Criteria for discontinuing or modifying allocated interventions {11b}
There are no mandated criteria for discontinuing or modifying allocated interventions, but the patient and the treating physician may choose to do so at any time, upon which they will be asked to report timing and reason for non-adherence. Patients moving to the ICU due to deterioration or to a regular ward due to clinical improvement will be able to adhere to the standard protocol follow-up. In the (improbable) event of a patient being moved while having an unchanged need for respiratory support to another hospital or ward that does not have the treatment device available allocated to the patient (i.e. CPAP Helmet) we will regard this as an allocation violation, but we should still be able to assess the primary outcome on an “as randomised”-basis. Patients on the CPAP Helmet will necessarily have to take off the Helmet for shorter periods of time during meals. We will actively register the number of hours spent in each device each day on a case report form (CRF) as a continuous evaluation of allocation adherence. More than 6 hours per 24 hours off the allocated device will be registered as an allocation deviation.
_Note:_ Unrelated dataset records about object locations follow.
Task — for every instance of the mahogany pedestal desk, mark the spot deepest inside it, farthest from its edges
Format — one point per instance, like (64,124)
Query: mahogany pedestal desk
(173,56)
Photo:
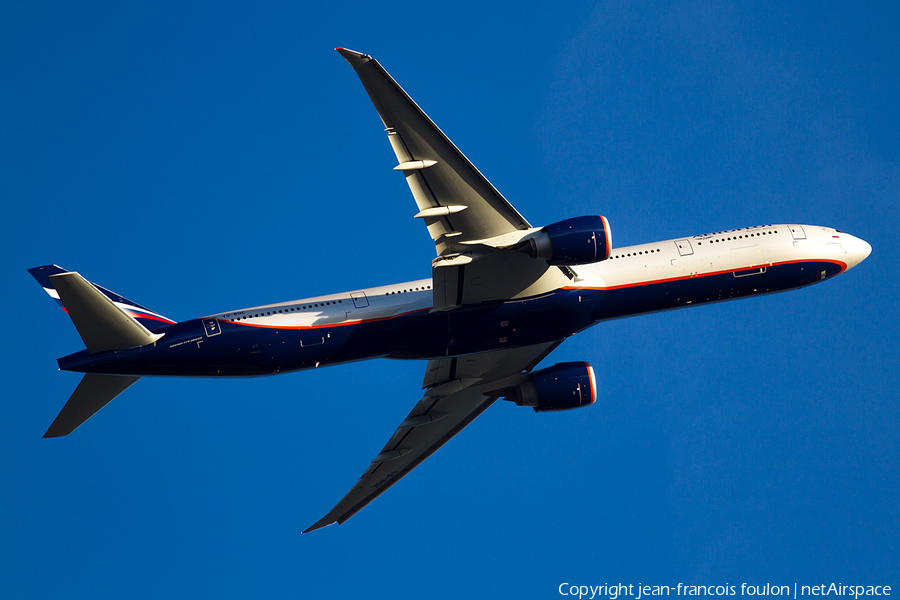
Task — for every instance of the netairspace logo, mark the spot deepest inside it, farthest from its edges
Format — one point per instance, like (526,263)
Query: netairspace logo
(639,591)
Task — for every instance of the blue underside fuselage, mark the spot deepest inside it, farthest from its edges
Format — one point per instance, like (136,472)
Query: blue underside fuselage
(213,347)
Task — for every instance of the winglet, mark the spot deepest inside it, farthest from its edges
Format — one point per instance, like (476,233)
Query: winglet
(320,524)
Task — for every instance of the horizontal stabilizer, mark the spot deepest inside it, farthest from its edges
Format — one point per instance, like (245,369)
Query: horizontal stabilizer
(102,325)
(93,393)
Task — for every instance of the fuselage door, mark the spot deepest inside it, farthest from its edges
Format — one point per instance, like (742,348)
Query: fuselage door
(359,299)
(212,327)
(684,247)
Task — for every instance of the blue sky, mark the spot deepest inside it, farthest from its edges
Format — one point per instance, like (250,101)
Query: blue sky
(198,158)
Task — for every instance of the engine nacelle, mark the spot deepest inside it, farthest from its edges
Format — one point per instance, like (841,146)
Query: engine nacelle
(561,387)
(576,241)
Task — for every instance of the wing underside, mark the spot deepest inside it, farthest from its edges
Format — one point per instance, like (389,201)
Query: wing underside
(460,389)
(475,232)
(474,228)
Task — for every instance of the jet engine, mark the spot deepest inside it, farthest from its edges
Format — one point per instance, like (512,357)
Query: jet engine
(561,387)
(576,241)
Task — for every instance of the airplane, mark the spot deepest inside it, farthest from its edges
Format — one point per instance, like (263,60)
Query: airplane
(503,295)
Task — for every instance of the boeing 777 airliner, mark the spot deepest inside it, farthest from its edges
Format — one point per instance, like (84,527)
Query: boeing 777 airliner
(503,295)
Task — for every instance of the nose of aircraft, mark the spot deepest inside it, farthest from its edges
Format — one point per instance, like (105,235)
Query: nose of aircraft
(857,250)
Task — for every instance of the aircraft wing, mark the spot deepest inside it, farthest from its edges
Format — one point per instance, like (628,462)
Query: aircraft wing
(459,389)
(474,228)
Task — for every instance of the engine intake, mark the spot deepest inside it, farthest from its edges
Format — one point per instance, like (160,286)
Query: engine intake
(563,386)
(576,241)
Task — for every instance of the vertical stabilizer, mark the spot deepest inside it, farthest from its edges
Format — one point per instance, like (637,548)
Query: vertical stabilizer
(101,323)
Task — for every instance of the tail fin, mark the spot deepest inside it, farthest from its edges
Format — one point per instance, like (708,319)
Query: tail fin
(102,325)
(93,393)
(144,316)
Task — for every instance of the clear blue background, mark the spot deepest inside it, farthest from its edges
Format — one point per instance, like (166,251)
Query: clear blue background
(205,157)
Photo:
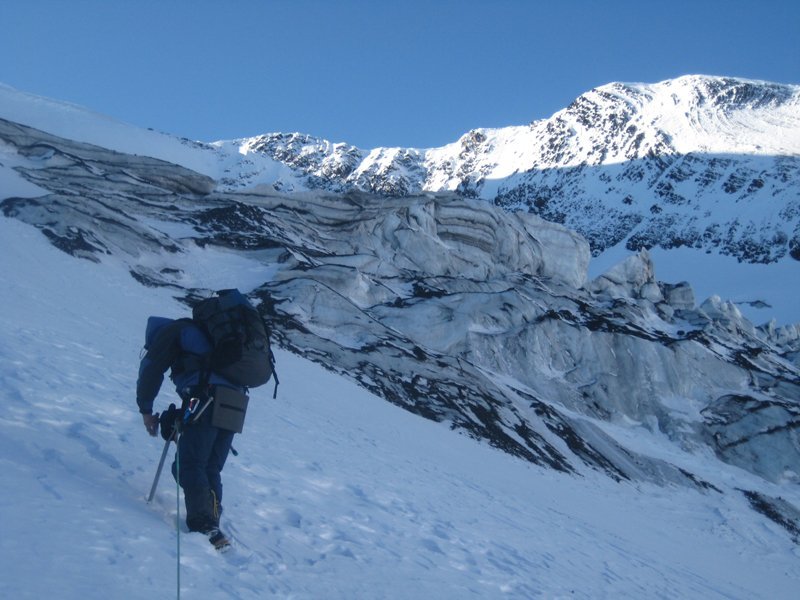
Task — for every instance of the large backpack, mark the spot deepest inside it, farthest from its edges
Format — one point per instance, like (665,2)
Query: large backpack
(242,352)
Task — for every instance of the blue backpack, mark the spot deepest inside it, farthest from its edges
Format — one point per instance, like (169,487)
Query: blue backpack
(239,338)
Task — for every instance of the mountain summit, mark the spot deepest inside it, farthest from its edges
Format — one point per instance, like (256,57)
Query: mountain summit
(459,310)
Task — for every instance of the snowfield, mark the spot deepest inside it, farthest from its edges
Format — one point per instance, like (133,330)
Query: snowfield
(335,494)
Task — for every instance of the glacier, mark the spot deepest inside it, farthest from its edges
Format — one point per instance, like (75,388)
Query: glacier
(481,319)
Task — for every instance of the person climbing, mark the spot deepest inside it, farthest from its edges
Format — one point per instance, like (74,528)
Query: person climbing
(213,359)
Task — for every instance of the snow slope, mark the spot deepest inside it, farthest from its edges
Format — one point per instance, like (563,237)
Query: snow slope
(335,493)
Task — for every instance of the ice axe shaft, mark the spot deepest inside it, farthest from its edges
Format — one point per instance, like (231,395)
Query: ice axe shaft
(160,467)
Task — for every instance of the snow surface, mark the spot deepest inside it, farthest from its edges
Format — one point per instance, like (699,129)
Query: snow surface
(335,493)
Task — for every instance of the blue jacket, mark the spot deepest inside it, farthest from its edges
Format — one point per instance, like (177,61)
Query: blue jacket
(178,345)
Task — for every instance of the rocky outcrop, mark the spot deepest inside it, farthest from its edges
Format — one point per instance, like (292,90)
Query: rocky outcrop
(452,308)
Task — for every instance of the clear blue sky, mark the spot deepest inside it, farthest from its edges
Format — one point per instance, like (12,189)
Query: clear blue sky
(372,72)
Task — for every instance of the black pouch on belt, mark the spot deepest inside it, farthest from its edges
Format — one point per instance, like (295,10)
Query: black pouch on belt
(230,407)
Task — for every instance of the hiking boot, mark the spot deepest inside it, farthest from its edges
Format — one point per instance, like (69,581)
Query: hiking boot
(218,539)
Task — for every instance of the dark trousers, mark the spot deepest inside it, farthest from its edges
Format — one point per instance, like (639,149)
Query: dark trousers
(202,451)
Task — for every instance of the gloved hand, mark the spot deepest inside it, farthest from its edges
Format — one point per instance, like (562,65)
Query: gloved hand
(151,424)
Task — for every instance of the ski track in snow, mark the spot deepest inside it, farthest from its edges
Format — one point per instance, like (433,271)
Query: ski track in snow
(335,493)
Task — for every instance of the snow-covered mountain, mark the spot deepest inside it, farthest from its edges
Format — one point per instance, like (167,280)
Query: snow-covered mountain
(447,305)
(334,494)
(686,162)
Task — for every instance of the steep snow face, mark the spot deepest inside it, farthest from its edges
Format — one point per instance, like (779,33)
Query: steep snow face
(450,307)
(334,494)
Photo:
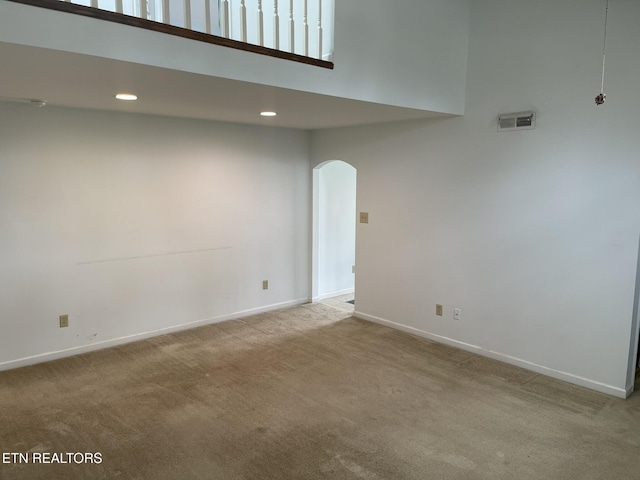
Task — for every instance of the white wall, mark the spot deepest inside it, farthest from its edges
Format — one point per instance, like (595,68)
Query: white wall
(132,224)
(336,228)
(534,234)
(414,56)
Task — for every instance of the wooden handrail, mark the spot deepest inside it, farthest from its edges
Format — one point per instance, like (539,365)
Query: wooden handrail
(171,30)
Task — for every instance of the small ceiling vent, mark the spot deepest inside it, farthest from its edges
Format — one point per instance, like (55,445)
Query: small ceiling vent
(509,122)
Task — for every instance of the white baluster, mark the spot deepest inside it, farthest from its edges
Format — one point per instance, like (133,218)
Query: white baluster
(243,22)
(165,12)
(225,19)
(306,30)
(276,26)
(260,24)
(187,14)
(143,9)
(292,30)
(207,16)
(320,29)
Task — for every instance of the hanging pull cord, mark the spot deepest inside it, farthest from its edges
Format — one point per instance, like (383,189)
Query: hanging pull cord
(602,97)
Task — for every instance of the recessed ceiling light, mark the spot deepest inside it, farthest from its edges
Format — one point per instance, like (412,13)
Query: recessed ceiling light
(126,96)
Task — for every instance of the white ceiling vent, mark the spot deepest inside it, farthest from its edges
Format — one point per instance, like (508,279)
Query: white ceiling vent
(509,122)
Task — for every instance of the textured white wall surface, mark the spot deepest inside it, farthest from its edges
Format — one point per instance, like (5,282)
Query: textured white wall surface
(133,224)
(532,234)
(414,56)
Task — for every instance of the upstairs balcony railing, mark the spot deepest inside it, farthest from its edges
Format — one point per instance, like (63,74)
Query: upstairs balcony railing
(300,30)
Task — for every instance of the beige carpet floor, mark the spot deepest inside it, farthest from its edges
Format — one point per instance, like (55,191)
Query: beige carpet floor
(308,393)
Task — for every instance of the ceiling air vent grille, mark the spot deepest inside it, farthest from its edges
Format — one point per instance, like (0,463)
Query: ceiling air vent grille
(509,122)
Strategies to improve adherence to interventions {11c}
The Helmet CPAP can be associated with discomfort from bad fit and airflow noise. Patients will be provided with earplugs and we will carefully select strap system and Helmet size (XS, S, M, L or XL) to ensure optimal fit for each patient. High airflow levels in HFNC can be a discomfort which is why we recommend a starting flow of 30 L / min and allow titrations at the choice of the treating physician in consultation with the patient.
Relevant concomitant care permitted or prohibited during the trial {11d}
We make no restrictions on concomitant care or interventions during the trial.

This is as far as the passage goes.